不知是利用了什麼技術,影像在黑暗中直接浮現了出來。
那是一面如同電腦動畫般的透視圖,圖中是一座沒有絲毫異樣的建築物。接着又是一張“戰場”的位置關係圖。
位置關係圖的角落寫着整齊的三個字:三澤塾。
“靠着建設當初的設計圖,以及各種衛星影像,分析了內部的結構。”亞雷斯塔的聲音毫無抑揚頓挫。“但是看不出任何屬於魔法領域的裝置,畢竟魔法的東西我們不懂。”
“……”
“但是這‘三澤塾’,是個有點特別的地方。”
亞雷斯塔開始解釋。
原來,學園都市就是一個由大小數百個學校所
集合起來的教育機構。而且授課內容中包含了“超能力開發”這個超出常軌的東西。據說“三澤塾”這間全國規模的升學補習班,會在學園都市內設置分校,就是為了盜取這座學園都市特有的“超能力學習法”,身為巨大企業間諜的色彩可說相當濃厚。
但是,對於超能力開發宛如霧裏看花的“三澤塾”,反而受到了奇妙的感化。或許該稱為科學崇拜吧,他們開始將“只有自己知道的科學技術”這種能力開發,延伸解釋為“所以自己是被神選中的人類”,偶然如同一個新興宗教。
學園都市內的“三澤塾”分校,甚至拒絕接受總部命令開始失控,最後甚至做出了一件事——依照“教義”將稱為“吸血殺手”的少女監禁。

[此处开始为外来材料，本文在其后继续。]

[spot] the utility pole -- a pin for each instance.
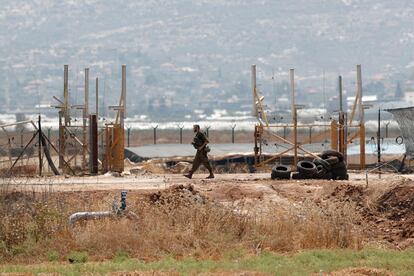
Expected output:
(254, 110)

“但是,為什麼‘三澤塾’要監禁吸血殺手?難道他們的教義是如同十六世紀的狂信宗教一樣,將自己的肉體獻給該隱的後裔,藉此達到不老不死的目的?”
“不。‘三澤塾’對於吸血殺手並沒有特別的執着。事實上只要是‘世上獨一無二,無法複製的超能力者’,誰都可以。”
“?”
“學園都市內的‘階級’,是以‘學力’與‘超能力’這兩個指標來決定的。所以他們才會想擁有吸血殺手,並加以研究吧。只要能打着‘我們能夠複製極為稀有的能力’這樣的口號,想必是吸引那些等級2或等級3,對於自己的平凡能力有自卑感的學生上門的好方法……真是一群笨蛋,一旦開發出來的能力是不可能變更的,就算移植大腦也不可能。”
但是,這麼說來還是不太對勁,史提爾心想。就算“擁有稀奇的能力”是這個學園都市內的一種地方文化,但是在這個科學至上的環境中,怎麼會有人相信屬於魔法世界的“那種生物”是真的存在?
正當史提爾在思考着這個問題的時候,亞雷斯塔已經若無其事地說出答案。
“總之,物以稀為貴。只要這個基本道理不變,至少也可以引發話題性。除了幻想殺手之外,‘真相不明的超能力者’還多得是。有些超能力者甚至因為擁有太強大的力量,所以沒有任何人見識過他們認真起來的模樣。”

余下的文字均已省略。